Editor’s Note:  Sr. Meg Earsley, a Franciscan Sister of Perpetual Adoration and Overseas Missioner in formation, reflects on what it means to see the world as her cloister.


 “…with a gesture, [the brothers] showed [Lady Poverty] the extent of the horizon and said to her: ‘Lady, this is our cloister.’” (Boff, Francis of Assisi, Page 90)

When Victor included this in his prayer one morning during our Overseas Lay Mission formation, I envisioned being at the top-most point in Bolivia and seeing the expansive forest of trees, saying “This is my cloister.” What interesting imagery! It was as if I was viewing all of the world, everywhere, as my cloister. Is all the world really my cloister? The idea can be a bit overwhelming!

But my heart understands that it is true. My heart recognizes God’s deep, deep love for all that has been created. Jesus proclaimed this love on the cross for the saving of all the world (Luke 3:6). Jesus’ love for me turned my heart into a heart of flesh (Ezekiel 36:26). And so, although I am such a small part of all of creation, I can be big enough to understand that the whole world is loved by God. I seek to know God by seeing the world as God does. All the world is loved by God, the creator, and I wish to make a home there in the midst of God’s love. 

A cloister is a home. Yes, the whole world is my home. An itinerant is not someone with NO home, rather she is someone to which everywhere is a home. Whether I am in a big city or walking through a jungle, I am still home.
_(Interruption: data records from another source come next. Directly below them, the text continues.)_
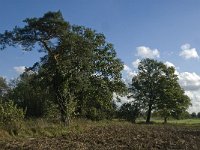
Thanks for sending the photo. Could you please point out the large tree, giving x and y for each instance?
(76, 57)
(145, 85)
(156, 87)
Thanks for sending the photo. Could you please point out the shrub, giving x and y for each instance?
(11, 117)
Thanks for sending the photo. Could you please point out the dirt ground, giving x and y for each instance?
(116, 137)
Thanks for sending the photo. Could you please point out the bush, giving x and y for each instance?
(11, 117)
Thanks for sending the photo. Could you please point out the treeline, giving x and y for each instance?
(79, 74)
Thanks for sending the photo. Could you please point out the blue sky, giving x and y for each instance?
(165, 30)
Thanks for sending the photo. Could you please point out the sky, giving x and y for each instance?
(168, 31)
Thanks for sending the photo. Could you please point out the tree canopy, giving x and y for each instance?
(156, 87)
(79, 68)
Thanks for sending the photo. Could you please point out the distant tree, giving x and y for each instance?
(129, 111)
(3, 86)
(194, 115)
(156, 87)
(198, 115)
(172, 102)
(76, 59)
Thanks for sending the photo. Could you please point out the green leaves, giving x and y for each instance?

A cloister is also a place of worship and prayer. So, my worship and prayer do not belong only in the church building or in the chapel, but in the whole world – everywhere and in each place. I bring my prayer in my wonder of all, and I worship in my loving embrace of all.

 

A cloister is also a place of community. Yes, that too! And so, the whole world is my community. Everyone, everywhere is a member of my community. All people and all of God’s created things. We are family.

As I prepare for my time in Bolivia, I do not go away alone. I come home to my community, to my family, to my “cloister.”

Wow! What a gift to see the world as my cloister. I understand and feel a sense of ‘fratelli’ (siblinghood) with those early Franciscans. I am always home. I am always near God. I am always with my family, my community. And of course, this makes total sense because we all, every created thing, are loved by God and belong to God. 

Reflection: Today, try to envision the world as your own “cloister.”